# Best zero turn from big box store



## Bungiex88 (Jan 2, 2016)

Who sells the best zero turn for the money 48" to 54" from a big box store. Lowes, home depot, ect.


----------



## fireweed farm (Dec 31, 2010)

I looked at a bunch and was not impressed with the cuts by the cheap zero turns big boxes carry.
I ended up with a Husqvarna zero turn (fairly higher end Husky can't remember model), it's ok, I don't think there is a better model in the price range.


----------



## po boy (Jul 12, 2010)

Last year I bought a Toro zero turn from a local dealer at a price better than the big box stores.


----------



## alleyyooper (Apr 22, 2005)

My neighbor has a Home depot Toro that does a nice job.
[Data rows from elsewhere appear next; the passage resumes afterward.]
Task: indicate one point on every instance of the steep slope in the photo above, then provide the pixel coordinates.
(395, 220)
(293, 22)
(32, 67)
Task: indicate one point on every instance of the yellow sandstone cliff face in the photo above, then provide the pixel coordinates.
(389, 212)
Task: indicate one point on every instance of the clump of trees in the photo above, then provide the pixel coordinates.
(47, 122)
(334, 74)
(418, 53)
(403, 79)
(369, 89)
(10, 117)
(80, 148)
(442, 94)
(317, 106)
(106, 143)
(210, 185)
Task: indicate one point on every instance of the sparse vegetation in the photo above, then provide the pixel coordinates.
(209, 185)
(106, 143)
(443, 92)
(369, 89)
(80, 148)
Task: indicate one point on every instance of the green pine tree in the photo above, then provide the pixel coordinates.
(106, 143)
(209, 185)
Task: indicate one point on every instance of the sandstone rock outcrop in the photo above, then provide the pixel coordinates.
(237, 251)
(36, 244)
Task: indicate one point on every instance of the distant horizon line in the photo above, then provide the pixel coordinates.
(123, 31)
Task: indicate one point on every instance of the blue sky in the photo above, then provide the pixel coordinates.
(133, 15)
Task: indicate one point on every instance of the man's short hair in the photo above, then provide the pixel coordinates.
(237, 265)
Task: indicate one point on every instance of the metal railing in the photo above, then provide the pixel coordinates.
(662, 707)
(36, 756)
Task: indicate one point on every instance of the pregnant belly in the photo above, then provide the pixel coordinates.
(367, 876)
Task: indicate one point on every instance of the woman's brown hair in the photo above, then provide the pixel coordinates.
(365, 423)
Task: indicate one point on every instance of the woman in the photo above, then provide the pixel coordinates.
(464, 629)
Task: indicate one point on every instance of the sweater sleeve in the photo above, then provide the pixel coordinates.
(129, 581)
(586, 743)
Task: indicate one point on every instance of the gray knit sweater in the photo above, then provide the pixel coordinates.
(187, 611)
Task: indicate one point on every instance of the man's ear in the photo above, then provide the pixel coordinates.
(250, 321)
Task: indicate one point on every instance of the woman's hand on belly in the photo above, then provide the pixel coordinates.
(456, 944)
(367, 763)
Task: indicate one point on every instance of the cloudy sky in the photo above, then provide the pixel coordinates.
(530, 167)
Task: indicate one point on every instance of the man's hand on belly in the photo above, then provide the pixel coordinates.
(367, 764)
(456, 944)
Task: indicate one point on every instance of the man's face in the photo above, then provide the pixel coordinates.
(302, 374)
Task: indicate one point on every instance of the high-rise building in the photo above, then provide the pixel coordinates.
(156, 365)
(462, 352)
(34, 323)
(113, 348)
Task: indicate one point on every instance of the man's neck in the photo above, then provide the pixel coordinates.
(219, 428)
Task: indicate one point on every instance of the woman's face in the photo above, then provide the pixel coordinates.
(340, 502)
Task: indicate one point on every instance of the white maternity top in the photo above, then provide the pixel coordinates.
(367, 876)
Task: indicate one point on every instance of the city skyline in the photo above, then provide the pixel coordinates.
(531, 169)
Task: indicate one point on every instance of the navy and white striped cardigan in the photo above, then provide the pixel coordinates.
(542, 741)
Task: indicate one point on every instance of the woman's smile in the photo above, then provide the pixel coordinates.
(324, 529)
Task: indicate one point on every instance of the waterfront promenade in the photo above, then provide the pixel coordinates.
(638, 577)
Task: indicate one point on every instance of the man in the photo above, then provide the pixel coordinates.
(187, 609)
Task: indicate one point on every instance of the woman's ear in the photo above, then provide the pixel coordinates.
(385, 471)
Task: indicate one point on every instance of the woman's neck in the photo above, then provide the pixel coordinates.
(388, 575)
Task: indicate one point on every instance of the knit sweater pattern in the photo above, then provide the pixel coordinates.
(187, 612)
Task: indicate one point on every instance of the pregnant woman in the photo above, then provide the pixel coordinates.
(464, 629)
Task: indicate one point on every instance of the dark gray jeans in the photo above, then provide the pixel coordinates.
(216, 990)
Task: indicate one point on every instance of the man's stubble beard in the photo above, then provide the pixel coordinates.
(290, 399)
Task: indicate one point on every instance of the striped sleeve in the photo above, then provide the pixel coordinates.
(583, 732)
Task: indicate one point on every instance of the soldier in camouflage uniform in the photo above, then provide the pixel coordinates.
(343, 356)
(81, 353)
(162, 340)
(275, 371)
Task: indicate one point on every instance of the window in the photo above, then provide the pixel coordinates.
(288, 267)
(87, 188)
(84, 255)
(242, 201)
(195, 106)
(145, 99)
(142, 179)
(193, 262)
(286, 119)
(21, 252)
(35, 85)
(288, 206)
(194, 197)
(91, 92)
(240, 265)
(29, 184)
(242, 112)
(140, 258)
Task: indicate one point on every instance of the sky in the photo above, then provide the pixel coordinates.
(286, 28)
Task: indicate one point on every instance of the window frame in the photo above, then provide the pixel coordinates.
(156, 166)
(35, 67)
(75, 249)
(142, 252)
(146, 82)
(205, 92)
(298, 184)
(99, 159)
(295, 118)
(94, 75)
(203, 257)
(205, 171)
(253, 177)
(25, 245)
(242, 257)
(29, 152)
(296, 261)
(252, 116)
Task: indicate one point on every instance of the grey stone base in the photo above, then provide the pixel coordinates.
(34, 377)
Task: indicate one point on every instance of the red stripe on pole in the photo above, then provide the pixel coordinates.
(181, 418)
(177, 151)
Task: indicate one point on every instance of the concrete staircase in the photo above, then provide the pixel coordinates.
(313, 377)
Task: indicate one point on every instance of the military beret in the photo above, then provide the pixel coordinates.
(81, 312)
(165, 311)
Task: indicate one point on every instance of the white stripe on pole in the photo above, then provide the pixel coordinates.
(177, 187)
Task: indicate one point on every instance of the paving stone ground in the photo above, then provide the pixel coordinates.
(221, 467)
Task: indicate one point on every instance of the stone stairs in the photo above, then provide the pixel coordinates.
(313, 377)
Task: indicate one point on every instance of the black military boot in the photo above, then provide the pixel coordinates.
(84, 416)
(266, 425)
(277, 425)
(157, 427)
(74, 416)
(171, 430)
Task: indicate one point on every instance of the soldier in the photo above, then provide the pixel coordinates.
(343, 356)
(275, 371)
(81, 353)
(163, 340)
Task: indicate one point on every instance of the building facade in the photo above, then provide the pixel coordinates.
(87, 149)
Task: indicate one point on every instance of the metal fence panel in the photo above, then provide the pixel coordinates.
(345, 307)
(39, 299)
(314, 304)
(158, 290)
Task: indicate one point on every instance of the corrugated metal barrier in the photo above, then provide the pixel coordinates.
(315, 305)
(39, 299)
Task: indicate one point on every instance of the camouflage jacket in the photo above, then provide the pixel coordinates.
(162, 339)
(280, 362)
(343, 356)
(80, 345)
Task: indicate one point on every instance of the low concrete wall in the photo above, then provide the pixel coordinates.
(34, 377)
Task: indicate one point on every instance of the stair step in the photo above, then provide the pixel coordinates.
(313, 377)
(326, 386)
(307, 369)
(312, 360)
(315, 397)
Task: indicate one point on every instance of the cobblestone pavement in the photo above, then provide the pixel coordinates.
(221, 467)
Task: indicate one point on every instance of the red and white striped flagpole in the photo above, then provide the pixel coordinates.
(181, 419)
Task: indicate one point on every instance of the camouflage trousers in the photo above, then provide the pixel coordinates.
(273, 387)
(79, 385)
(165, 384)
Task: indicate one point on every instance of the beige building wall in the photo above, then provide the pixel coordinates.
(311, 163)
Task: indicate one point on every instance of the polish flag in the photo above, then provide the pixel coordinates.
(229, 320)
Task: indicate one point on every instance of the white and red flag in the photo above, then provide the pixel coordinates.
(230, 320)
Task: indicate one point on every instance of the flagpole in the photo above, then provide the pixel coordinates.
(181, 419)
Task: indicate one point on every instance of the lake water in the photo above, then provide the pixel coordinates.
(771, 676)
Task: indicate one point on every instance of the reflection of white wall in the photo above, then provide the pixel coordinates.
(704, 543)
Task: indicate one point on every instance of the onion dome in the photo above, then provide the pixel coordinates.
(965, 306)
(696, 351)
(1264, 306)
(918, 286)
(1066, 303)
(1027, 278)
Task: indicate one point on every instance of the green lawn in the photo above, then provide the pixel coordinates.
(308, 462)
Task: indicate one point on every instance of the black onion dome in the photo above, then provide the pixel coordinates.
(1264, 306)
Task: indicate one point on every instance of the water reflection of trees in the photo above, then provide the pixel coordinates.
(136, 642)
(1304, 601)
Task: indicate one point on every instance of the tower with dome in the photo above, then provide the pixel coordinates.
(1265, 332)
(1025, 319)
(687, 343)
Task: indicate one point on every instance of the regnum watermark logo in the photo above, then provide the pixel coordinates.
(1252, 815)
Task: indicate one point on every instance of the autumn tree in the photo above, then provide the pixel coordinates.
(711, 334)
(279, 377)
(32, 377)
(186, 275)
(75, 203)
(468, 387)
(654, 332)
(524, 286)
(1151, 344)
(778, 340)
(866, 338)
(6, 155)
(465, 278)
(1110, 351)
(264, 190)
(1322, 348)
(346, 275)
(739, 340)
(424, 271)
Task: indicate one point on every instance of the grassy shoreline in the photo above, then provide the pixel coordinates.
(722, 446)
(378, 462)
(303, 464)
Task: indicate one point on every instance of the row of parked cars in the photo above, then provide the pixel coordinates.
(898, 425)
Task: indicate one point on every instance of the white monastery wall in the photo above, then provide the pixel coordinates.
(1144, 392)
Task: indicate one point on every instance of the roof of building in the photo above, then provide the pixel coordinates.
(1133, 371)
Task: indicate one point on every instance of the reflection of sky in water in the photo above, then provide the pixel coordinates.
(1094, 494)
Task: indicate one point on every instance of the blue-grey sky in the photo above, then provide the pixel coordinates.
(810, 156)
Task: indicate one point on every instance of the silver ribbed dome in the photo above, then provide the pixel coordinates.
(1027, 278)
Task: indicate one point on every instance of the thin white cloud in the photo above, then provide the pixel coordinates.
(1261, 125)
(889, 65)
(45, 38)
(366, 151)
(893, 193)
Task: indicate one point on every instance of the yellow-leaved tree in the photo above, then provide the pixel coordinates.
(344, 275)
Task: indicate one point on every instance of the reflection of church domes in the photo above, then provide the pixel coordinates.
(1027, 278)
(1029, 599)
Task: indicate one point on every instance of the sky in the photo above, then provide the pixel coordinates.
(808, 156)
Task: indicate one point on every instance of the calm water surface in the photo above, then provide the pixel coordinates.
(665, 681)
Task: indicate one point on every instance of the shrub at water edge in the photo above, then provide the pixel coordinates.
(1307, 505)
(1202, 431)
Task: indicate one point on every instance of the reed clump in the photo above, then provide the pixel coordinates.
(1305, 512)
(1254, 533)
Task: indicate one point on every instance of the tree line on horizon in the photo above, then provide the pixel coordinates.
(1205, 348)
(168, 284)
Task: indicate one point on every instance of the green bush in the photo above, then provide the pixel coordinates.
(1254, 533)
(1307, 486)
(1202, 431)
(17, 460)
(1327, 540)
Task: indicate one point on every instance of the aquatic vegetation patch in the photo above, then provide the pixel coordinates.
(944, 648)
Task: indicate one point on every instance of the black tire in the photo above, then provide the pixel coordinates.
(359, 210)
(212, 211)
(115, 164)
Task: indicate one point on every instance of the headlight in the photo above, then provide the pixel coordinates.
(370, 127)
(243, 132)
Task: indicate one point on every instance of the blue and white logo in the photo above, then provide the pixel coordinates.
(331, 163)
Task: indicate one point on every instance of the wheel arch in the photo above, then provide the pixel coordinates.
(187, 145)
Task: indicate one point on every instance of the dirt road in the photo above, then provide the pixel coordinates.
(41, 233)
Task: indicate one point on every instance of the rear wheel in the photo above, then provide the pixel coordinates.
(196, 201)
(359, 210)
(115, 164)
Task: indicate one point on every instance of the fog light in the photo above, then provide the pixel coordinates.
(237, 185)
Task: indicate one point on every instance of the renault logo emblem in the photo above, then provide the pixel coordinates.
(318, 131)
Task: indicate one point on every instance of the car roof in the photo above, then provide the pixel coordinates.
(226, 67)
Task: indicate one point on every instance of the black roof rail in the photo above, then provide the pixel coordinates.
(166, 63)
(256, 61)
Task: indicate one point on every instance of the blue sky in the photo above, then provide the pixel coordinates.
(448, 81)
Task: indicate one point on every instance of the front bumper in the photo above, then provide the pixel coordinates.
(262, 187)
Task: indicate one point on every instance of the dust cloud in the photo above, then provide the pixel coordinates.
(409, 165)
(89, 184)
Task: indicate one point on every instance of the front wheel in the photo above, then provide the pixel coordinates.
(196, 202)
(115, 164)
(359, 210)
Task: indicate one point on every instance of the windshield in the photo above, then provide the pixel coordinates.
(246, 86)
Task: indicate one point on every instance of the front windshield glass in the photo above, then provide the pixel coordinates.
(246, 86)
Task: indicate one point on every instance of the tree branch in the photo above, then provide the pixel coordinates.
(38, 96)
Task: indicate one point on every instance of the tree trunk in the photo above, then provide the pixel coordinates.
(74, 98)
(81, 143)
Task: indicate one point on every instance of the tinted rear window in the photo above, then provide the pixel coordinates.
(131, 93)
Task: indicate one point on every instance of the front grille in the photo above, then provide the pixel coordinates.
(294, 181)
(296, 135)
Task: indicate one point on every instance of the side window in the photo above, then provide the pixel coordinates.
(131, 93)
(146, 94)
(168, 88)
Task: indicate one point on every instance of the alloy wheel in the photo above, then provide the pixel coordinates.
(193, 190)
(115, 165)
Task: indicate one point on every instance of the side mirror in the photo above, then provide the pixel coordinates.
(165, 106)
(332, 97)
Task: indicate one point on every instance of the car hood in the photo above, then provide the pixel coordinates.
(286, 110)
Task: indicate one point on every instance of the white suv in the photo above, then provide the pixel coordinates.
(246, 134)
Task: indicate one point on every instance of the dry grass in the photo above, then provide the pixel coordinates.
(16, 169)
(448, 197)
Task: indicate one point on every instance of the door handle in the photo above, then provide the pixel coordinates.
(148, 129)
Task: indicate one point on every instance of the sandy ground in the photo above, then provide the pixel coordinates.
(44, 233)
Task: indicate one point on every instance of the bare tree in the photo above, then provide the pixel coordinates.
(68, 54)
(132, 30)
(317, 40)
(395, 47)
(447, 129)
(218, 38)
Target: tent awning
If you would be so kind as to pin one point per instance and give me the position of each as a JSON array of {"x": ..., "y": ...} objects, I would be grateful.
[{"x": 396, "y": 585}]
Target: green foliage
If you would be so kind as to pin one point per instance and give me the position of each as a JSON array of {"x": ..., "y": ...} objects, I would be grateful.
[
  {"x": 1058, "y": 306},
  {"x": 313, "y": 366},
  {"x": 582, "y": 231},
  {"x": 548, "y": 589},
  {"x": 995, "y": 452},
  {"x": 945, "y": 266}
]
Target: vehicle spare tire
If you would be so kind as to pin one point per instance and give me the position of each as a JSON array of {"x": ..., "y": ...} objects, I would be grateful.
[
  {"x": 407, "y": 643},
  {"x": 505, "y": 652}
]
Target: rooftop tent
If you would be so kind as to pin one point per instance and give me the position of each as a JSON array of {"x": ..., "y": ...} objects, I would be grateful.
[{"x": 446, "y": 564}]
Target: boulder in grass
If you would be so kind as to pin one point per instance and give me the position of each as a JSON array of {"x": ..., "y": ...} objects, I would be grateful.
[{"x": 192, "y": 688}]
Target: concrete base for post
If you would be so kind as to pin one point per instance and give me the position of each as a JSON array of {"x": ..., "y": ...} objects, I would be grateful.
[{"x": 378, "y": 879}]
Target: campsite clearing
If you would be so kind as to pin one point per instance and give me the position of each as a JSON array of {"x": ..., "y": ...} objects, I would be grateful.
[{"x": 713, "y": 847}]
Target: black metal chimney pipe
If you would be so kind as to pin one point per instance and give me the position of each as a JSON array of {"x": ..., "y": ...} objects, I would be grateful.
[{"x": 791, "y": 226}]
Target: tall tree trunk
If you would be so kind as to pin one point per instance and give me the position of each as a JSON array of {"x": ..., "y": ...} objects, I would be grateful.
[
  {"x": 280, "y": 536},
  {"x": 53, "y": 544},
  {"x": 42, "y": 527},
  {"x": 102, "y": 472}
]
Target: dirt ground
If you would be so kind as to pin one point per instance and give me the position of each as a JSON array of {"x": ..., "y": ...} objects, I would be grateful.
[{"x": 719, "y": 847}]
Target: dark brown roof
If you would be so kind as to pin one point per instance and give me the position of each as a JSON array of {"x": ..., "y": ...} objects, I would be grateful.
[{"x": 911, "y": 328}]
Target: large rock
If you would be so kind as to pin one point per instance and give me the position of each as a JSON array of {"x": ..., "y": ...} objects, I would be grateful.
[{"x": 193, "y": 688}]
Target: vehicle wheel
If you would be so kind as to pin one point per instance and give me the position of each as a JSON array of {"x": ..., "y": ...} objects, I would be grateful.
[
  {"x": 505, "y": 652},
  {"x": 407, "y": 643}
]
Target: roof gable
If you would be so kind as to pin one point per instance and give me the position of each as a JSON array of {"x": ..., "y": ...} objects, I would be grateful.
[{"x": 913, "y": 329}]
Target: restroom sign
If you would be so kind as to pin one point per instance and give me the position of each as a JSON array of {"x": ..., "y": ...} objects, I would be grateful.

It isn't very fast how ever.

Can't imagine why any one would buy from a box store with no service nor any one that knows much about any of the models they sell.

ExMark makes some smaller units that are still heavy duty and a dealer to service them and will do 8 MPH easy.

 Al


----------



## geo in mi (Nov 14, 2008)

If there is a damage or an instant out of the box warranty problem, none of the BB stores will let you bring it back to them for a replacement. Instead, they may let you bring it in, then they will arrange for a certified repair dealer to fix it up at their own shop. In my case, that shop is a hardware store in another town--they have competitive pricing, so, I would just buy the same machine from them....

You might ask the BB salesperson who does the warranty work for them.....then mention the price when you go to the repair shop, for a comparison....

geo


----------



## po boy (Jul 12, 2010)

alleyyooper said:


> My neighbor has a Home depot Toro that does a nice job. It isn't very fast how ever.
> 
> Can't imagine why any one would buy from a box store with no service nor any one that knows much about any of the models they sell.
> 
> ...


This is the one I have and will do 7mph


----------



## alleyyooper (Apr 22, 2005)

Go to home depot and or Lowe's and look at their display of Z turn mowers, pay attention to the thickness of the decks and price them. then go check out the small home owner sized Skags, ExMarks, Hustlers and others and price them. For the few dollars more at a brand name dealer you will get a thicker deck stronger frame and a dealer that can provide service by trained personal whit parts on hand in all but extreme cases. 

 Al


----------